It means that it sometimes is composed by a simple_stmt and sometimes by a compount_stmt.

But how does a compount_stmt looks like?

compound_stmt: if_stmt | while_stmt | for_stmt | try_stmt | with_stmt | funcdef | classdef | decorated | async_stmt;

This is how we convert it:

private fun Python3Parser.StmtContext.toAst(considerPosition: Boolean = true): List<Statement> {
   return when {
       this.compound_stmt()?.funcdef() != null -> {
           val parseTreeNode = this.compound_stmt().funcdef()!!
           val params = parseTreeNode.parameters().typedargslist().tfpdef().sortedBy { it.position }
           val initialValues = parseTreeNode.parameters().typedargslist().test().sortedBy { it.position }
           val initialValuesByParam = HashMap<Python3Parser.TfpdefContext, Python3Parser.TestContext>()
           initialValues.forEach { iv ->
               val param = params.last { p -> p.position.end.isBefore(iv.position.start) }
               require(param !in initialValuesByParam)
               initialValuesByParam[param] = iv
           }
           val paramsWithInitialValues = params.map { Pair(it, initialValuesByParam[it]) }

           return listOf(
               FunctionDeclaration(
                   parseTreeNode.NAME().text,
                   paramsWithInitialValues.map { it.toAst(considerPosition) },
                   parseTreeNode.suite().toAst(considerPosition),
                   toPosition(considerPosition)
               )
           )
       }
       this.compound_stmt()?.if_stmt() != null -> {
           val parseTreeNode = this.compound_stmt()?.if_stmt()!!
           return listOf(
               IfStatement(
                   parseTreeNode.test()[0].toAst(considerPosition),
                   parseTreeNode.suite()[0].toAst(considerPosition),
                   toPosition(considerPosition)
               )
           )
       }
       this.compound_stmt()?.while_stmt() != null -> {
           val parseTreeNode = this.compound_stmt()?.while_stmt()!!
           require(parseTreeNode.suite().size == 1)
           return listOf(
               WhileStatement(
                   parseTreeNode.test().toAst(considerPosition),
                   parseTreeNode.suite()[0].toAst(considerPosition),
                   toPosition(considerPosition)
               )
           )
       }
       this.simple_stmt() != null -> {
           return this.simple_stmt().toAst(considerPosition)
       }
       else -> TODO()
   }
}

In other words, we look at what elements it contains and use that information to decide which AST node to produce. Again, that would be simpler if the grammar was using features of ANTLR that help with precedence and if it was using labels. Conversion code is not always that complex. It is very frequently a bit complex but we are taking out the complexity here, to simplify the life of who will use the AST instead of having to navigate a too-detailed and messy parse tree.
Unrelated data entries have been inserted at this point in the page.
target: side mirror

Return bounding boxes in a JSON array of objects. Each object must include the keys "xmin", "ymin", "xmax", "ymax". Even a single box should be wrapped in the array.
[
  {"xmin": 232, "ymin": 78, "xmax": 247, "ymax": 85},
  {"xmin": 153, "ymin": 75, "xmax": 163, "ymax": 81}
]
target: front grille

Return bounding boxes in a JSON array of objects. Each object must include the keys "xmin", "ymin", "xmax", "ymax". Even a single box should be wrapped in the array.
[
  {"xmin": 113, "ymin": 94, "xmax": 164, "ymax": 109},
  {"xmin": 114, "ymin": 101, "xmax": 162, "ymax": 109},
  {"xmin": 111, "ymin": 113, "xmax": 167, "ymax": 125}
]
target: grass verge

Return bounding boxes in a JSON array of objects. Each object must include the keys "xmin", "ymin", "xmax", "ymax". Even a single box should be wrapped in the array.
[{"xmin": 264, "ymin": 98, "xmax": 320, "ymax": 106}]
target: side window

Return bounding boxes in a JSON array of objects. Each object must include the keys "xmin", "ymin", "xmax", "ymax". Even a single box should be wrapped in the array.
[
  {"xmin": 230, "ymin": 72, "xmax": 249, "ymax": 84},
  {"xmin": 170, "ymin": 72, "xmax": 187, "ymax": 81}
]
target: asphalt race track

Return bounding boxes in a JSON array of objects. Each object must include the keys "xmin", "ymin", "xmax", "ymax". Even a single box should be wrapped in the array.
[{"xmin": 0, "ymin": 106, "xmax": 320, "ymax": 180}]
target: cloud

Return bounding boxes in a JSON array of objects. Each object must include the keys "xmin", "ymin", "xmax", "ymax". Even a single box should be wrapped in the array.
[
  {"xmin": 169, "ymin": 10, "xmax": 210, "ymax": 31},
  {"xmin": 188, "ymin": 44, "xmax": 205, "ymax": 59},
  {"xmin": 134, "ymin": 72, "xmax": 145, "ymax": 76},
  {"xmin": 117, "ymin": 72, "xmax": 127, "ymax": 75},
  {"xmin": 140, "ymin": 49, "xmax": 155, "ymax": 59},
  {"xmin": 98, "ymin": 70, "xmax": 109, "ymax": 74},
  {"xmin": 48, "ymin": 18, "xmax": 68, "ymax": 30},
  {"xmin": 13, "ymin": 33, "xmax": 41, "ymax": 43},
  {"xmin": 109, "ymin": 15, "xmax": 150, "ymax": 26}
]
Now, let’s look to a couple of expressions. For example and and or:

or_test: and_test ('or' and_test)*;
and_test: not_test ('and' not_test)*;

This is basically saying that an or expression could be two different things:

a proper or expression, made of two or more operands (of type and_test) and one or more operators (‘or’)
alternatively it could be a single operand of type and_test, so not really an or expression

This is not how we would think conceptually of or expressions. A single element is not or expressions to us, and four elements separated by three ‘or’ operators to us look like three or expressions, not one. This is the kind of thing we want to correct in our conversion.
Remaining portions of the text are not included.